Barbara Castle had been a pioneering female Labour politician who, as Employment Minister, had put through the British Equal Pay Act. She was perfect casting for the subject matter.
But the editor demurred. "She's too expensive," he said. "We have to pay her double what we pay anyone else."
Barbara also had a "very aggressive" agent who was adept at demanding high fees - also a woman, incidentally.
I think in the end we did ask Lady Castle to bestow her deathless prose, but I remember the editor adding we should only call on her "sparingly", for budgetary reasons. It was a useful tutorial for me on the basic economic principle of supply and demand - as well as the theory of the market price.
The theory of the market price is illuminated by the question, 'What is the price of a Picasso?' The price of a Picasso is whatever someone is willing to pay for it.
I admired Baroness Castle for knowing her own worth (good socialist that she was). And I also admire, nowadays, a younger generation of women who have the confidence to demand their right to equal pay in all circumstances.
Women today have made it clear they will no longer put up with being paid less than a male colleague doing the same job. Some older women, too, are furious to discover that, in the past, they were paid up to 30% less than the chap who worked alongside them in, say, an architect's office.
Yet, psychologically, I would find it difficult to share this more self-assured attitude. There would be two inhibitory factors in my background culture.
One is that there's something not quite nice in talking about money. Words like 'grasping' and 'avaricious' come to mind. Would you want to see 'She was very fond of money' on your gravestone?
The second factor is that we were, I think, brought up to be humble and grateful - even when appearing feisty and rebellious. As in, 'Someone is giving me an interesting job! And they're paying me money! How kind!'
The younger generation don't think like that. They feel entitled to be employed if they have the qualifications, and women feel entitled to be paid at the same rate as a man.
The recent pay row at the BBC illustrated this generational change in tone, with the China editor, Carrie Gracie, angrily tendering her resignation after learning about unequal pay rates. While Ms Gracie, an expert in Mandarin, was getting a salary of £135,000, the North American editor, Jon Sopel, was pulling in £200,000 to £249,000, and the Middle East correspondent, Jeremy Bowen, £150,000 to £199,000.
This was an illegal example of gender pay disparity, and Carrie Gracie was supported by up to 200 BBC women, including Mishal Husain, Clare Balding and Kirsty Wark.
In principle, I thought this collective female confidence terrific, yet I also couldn't help feeling that all the salaries being discussed were pretty eye-watering.

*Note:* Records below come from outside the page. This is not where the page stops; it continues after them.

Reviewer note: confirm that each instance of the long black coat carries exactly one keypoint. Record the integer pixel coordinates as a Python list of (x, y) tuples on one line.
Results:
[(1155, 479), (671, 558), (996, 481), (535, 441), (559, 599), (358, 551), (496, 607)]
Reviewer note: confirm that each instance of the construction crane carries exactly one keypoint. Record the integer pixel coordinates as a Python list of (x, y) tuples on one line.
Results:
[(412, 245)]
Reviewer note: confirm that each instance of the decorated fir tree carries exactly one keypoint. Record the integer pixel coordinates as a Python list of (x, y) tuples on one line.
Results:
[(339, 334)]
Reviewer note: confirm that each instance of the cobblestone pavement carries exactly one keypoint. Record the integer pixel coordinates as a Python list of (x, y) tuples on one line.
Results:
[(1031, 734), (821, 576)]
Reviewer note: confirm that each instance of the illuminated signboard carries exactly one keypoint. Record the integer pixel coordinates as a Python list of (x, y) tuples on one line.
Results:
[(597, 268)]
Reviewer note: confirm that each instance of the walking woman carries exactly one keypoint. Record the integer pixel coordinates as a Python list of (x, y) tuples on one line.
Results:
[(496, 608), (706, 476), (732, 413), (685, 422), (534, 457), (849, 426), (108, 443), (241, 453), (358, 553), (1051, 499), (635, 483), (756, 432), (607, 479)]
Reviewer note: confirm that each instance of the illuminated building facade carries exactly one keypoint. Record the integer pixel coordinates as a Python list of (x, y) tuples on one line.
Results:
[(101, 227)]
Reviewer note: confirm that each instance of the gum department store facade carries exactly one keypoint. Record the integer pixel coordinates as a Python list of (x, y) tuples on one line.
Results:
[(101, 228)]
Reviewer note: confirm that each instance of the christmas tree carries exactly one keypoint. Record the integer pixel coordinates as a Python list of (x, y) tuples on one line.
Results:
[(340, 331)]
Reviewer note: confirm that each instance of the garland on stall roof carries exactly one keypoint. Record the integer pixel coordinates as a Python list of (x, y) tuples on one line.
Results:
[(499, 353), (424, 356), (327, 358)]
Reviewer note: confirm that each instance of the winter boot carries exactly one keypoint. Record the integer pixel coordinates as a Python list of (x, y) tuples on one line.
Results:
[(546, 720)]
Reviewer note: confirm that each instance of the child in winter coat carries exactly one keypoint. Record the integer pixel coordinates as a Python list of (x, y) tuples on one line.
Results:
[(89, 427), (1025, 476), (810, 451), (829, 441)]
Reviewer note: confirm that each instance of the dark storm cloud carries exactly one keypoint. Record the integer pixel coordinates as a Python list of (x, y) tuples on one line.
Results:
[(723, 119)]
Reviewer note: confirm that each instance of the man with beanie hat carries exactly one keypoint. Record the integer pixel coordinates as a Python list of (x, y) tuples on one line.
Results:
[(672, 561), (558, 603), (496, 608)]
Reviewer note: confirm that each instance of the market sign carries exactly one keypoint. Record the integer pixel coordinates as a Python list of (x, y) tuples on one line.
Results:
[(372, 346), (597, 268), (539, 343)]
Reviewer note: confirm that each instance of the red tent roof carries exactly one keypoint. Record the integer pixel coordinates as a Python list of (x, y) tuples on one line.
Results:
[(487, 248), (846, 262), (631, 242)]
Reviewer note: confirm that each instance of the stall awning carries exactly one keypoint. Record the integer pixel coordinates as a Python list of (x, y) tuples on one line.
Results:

When the BBC offered Carrie Gracie a rise of an extra £45,000 a year and she turned it down, I began to wonder where equality stops and entitlement begins.
I also heard other women remark - "but I watch Jon Sopel on the TV news nearly every night from Washington. I've never heard of Carrie Gracie 'til now!" Brand recognition can be another element in pay.
And if the BBC - a useful laboratory in which to examine these matters - is guilty of unlawfully paying women less than men, it still pays some women a heck of a lot of dosh.
Mariella Frostrup, who grew up in Dublin, does a fine job presenting a 30-minute weekly radio book programme for, reportedly, £65,000 annually. Mariella has a mesmeric speaking voice and thus her rates for after-dinner speeches are between £5,000 and £10,000. So there's the market price factor kicking in.
Truth is, there are two systems in conflict here. One is the civil service template, from which corporations like the BBC (and RTE) arose. In the public service, pay is set according to a matrix of grades, and everyone should be paid the same as everyone else in their grade.
But the second model, which the BBC (and RTE) have morphed into, is the 'star' system. In the star system, big names are paid big bucks, and the little people are paid whatever they can get. In the case of the BBC (and RTE), they need to decide whether they are on the civil service or showbiz model.
The Carrie Gracie storm also prompted widespread suggestions that the men should be paid rather less. Why should a male newsreader, whose skill is to keep his nerve while he reads off autocue, get more than half a million quid a year? He's not Picasso.
A new generation of working women will not be easily assuaged, and they have the confidence to affirm that they're worth every penny of what any man gets.
I wish them well, although for me, the Barbara Castle lesson will always be too deeply embedded in my psyche, in which, by demanding too much, one may price oneself out of the market.